The World Service Trust is to receive a £90m boost from the government, targeted at specific countries for cross platform projects “to help people cope during disasters and drive social change”.
The funding, which comes from the Department For International Development, is to be spread over a five year period and will go to 14 countries where conflict, poverty, poor education and restrictions to personal freedom prevent people from accessing information. It will also target countries at risk from natural disasters such as earthquakes, famine and drought.
The World Service Trust – the broadcaster’s charitable arm – will identify the countries, which are likely to include Pakistan, Burma and Occupied Palestinian Territories. It could include programmes such as local adaptations of Question Time, mobile phone health services and local radio networks.
International development minister Andrew Mitchell said: “The media could be one of our most powerful tools in reaching out to communities in the world’s toughest places. Whether it is radio, internet or direct to someone’s mobile phone, we want to give people knowledge and a voice.
“The Arab Spring showed how access to free and trustworthy information can have profound social consequences. We want to build on that.
“The BBC World Service Trust has already shown that media can drive poverty reduction and with this support, we will help improve millions of lives across the world.”
Broadcast reported back in March that the BBC’s World Service could receive DfID funding that would go some way to offsetting the £67m annual cuts made by the government. As expected the areas in which the money is spent will be rigidly controlled .
As a result, the BBC has given it a circumspect welcome.
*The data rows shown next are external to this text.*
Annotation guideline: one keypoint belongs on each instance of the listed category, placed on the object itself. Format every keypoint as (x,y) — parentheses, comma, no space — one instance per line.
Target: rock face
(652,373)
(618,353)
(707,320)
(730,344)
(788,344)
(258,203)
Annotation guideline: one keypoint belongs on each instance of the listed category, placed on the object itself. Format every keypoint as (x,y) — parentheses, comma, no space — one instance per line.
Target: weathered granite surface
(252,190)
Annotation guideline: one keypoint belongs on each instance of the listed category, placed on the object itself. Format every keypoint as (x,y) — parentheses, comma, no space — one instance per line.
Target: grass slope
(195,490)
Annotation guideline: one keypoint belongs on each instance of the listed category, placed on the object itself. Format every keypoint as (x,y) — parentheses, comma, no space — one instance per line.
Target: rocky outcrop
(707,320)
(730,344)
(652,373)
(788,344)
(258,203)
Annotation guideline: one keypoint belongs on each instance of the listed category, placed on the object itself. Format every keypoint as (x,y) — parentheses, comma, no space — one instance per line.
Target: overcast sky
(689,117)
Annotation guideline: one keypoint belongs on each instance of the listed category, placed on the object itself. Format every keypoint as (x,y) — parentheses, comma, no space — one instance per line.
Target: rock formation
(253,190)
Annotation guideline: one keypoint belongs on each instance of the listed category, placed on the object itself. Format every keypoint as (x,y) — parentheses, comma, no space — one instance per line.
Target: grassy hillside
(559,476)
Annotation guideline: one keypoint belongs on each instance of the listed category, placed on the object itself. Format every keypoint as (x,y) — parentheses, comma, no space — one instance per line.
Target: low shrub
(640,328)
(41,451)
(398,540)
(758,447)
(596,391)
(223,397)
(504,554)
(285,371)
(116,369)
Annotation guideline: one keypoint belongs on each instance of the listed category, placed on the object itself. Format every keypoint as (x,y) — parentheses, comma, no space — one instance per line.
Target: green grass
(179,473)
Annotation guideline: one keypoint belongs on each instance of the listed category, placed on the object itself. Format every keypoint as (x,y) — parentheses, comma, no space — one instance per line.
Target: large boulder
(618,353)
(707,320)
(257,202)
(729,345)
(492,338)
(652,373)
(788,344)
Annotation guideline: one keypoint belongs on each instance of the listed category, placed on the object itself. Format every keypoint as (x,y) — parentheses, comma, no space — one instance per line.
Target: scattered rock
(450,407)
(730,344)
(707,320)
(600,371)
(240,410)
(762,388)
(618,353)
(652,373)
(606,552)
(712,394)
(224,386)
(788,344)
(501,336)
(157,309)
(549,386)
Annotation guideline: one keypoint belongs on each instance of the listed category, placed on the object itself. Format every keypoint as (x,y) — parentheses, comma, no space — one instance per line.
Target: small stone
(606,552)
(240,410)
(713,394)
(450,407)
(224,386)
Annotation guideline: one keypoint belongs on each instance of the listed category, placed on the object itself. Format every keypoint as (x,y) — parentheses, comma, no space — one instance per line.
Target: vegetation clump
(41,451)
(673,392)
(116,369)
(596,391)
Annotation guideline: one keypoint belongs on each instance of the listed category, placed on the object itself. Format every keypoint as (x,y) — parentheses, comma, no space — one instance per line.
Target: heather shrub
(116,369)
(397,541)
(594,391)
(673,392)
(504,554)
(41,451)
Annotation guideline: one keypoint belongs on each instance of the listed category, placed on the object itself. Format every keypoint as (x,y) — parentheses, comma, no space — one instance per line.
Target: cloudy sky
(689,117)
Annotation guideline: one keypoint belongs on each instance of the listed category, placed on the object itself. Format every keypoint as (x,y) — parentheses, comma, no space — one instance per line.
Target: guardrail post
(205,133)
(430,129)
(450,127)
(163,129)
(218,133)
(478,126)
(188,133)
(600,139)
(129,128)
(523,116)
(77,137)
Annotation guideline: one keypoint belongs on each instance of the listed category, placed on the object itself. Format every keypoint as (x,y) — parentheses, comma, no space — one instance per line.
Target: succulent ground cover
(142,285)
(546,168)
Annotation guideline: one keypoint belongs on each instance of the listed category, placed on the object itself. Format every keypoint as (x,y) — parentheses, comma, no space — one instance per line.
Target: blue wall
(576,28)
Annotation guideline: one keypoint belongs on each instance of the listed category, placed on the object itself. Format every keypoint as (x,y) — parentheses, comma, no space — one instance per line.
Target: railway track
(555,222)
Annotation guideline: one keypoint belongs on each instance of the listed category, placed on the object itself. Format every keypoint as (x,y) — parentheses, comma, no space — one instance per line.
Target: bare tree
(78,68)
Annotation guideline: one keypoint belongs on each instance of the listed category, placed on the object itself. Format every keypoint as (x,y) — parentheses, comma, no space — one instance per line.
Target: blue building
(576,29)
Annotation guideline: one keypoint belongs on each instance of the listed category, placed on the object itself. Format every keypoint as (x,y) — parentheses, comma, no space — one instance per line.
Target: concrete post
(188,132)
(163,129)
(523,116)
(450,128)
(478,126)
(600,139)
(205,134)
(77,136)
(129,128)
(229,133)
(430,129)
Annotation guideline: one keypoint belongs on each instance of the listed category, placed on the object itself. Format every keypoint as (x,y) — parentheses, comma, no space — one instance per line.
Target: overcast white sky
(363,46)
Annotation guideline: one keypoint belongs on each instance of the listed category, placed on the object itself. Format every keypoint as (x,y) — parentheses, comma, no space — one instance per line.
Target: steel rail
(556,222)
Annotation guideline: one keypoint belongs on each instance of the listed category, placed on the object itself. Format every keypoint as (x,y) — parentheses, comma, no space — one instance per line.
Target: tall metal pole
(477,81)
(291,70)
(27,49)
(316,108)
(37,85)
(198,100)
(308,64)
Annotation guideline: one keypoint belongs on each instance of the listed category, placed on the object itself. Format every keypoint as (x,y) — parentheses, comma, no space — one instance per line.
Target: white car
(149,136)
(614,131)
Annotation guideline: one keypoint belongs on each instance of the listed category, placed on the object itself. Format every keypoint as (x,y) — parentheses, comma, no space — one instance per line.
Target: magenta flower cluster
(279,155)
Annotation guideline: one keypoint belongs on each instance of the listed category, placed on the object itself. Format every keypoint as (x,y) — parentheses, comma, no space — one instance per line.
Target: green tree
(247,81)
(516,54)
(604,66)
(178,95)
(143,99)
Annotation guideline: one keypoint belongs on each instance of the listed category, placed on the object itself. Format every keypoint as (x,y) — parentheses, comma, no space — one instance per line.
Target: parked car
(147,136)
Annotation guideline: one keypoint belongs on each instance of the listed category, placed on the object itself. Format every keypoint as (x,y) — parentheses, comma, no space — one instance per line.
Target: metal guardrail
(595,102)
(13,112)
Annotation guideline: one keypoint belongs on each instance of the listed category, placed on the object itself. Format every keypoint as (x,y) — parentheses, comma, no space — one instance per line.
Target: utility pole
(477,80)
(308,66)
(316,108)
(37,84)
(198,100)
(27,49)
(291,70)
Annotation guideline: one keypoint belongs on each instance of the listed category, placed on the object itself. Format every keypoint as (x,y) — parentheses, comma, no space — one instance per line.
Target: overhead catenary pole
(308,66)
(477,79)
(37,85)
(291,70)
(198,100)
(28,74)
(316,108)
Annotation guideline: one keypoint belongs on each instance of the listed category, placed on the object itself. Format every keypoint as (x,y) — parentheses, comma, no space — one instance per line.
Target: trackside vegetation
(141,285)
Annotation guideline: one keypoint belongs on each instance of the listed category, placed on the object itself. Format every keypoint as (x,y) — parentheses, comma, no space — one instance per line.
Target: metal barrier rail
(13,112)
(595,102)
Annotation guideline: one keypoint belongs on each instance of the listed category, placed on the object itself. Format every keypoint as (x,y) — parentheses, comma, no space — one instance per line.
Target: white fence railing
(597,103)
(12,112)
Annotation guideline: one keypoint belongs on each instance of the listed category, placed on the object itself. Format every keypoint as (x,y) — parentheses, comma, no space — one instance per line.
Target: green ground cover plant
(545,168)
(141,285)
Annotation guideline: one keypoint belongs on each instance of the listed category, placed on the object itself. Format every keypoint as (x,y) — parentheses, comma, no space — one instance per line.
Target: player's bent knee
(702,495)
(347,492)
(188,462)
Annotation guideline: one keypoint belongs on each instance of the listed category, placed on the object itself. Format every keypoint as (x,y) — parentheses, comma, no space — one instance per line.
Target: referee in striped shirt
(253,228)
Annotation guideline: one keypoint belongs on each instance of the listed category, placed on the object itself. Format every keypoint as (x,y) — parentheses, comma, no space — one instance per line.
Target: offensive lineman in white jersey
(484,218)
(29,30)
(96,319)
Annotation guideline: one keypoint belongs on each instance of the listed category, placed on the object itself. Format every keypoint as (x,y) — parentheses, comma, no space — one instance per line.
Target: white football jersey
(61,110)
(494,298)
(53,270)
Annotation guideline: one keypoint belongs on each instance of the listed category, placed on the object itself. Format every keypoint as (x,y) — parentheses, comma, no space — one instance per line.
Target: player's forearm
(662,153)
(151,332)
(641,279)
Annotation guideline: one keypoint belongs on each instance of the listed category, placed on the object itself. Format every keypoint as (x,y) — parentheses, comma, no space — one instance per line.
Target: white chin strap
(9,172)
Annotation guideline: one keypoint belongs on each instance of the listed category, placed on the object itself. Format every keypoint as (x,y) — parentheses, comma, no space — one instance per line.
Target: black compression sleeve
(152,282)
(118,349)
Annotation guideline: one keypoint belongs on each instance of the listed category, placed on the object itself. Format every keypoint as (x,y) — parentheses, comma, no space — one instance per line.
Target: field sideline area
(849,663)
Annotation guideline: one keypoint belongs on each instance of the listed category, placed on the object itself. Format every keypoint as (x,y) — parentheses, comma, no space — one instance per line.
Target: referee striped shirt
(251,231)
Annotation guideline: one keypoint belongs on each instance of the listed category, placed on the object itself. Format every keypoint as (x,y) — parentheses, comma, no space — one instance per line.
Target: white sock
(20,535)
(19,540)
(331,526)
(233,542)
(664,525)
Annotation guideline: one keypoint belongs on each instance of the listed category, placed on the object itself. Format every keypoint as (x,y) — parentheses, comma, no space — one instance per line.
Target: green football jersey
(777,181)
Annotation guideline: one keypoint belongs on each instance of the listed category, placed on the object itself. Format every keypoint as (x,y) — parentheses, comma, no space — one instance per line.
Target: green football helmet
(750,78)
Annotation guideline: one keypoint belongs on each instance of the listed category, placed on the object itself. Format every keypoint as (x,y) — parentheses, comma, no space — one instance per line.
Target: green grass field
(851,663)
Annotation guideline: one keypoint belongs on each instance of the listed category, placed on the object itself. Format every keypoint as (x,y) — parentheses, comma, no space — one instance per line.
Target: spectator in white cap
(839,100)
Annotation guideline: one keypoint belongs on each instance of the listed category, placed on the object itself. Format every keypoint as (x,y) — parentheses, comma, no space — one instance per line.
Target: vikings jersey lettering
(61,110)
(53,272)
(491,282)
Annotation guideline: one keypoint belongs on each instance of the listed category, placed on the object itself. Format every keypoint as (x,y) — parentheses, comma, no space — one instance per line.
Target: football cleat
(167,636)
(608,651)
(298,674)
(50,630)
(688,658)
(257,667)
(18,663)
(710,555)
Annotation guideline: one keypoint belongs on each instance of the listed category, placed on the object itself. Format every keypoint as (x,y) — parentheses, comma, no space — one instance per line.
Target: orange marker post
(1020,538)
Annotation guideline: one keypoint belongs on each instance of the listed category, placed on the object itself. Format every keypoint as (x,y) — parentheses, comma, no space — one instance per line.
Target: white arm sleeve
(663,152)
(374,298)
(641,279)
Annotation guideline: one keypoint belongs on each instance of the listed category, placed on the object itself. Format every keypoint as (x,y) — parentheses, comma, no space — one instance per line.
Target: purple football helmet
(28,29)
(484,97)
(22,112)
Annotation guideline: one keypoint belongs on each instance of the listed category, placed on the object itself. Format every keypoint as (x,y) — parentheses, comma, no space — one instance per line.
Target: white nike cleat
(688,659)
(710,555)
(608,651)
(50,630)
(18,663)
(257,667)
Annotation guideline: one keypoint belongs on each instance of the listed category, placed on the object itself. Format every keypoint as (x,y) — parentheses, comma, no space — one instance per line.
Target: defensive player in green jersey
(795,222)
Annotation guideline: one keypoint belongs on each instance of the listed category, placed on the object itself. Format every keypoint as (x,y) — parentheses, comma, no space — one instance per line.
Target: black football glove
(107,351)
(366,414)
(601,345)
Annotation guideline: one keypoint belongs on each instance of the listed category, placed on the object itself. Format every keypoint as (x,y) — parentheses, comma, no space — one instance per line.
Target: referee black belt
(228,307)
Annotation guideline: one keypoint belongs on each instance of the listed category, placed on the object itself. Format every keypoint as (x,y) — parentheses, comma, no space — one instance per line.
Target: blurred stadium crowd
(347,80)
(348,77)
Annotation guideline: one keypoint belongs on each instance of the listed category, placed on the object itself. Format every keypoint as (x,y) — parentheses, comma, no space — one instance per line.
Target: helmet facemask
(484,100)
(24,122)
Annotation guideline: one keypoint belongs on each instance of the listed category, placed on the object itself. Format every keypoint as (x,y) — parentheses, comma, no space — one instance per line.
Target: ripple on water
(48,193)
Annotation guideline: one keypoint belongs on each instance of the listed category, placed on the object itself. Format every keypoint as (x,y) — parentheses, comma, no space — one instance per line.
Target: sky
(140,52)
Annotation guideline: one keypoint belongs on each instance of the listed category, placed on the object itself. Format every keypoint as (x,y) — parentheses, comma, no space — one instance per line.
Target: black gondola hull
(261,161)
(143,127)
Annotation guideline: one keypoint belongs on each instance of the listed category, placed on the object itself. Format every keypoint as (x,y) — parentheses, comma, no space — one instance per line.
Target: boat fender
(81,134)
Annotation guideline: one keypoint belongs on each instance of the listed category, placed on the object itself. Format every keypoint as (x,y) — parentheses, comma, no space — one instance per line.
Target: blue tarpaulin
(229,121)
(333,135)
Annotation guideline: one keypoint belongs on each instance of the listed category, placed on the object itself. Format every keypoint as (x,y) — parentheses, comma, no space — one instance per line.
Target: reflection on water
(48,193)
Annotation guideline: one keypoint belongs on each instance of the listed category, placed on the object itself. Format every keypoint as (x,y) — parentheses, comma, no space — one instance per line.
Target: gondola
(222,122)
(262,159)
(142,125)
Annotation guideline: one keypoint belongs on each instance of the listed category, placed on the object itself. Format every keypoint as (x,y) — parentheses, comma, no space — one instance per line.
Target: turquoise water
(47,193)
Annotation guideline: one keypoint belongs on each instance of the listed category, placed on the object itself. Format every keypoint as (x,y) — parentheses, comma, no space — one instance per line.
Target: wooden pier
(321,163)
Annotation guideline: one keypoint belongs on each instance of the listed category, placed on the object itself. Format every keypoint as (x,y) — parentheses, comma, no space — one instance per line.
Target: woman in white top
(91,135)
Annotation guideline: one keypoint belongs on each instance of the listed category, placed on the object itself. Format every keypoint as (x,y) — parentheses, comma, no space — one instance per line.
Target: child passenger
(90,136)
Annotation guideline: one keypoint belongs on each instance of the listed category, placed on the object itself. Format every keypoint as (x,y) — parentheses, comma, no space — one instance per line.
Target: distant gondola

Although World Service Trust director Caroline Nursey said the grant “recognises the vital role we play”, a spokesman for the broadcaster itself talked the benefits down.
“There will be a modest indirect benefit to the World Service as some programmes funded through this grant will be heard on language services of the World Service, complementing its core programming,” he said.
The World Service Trust works with hundreds of different partners and broadcasters internationally, of which the World Service is one.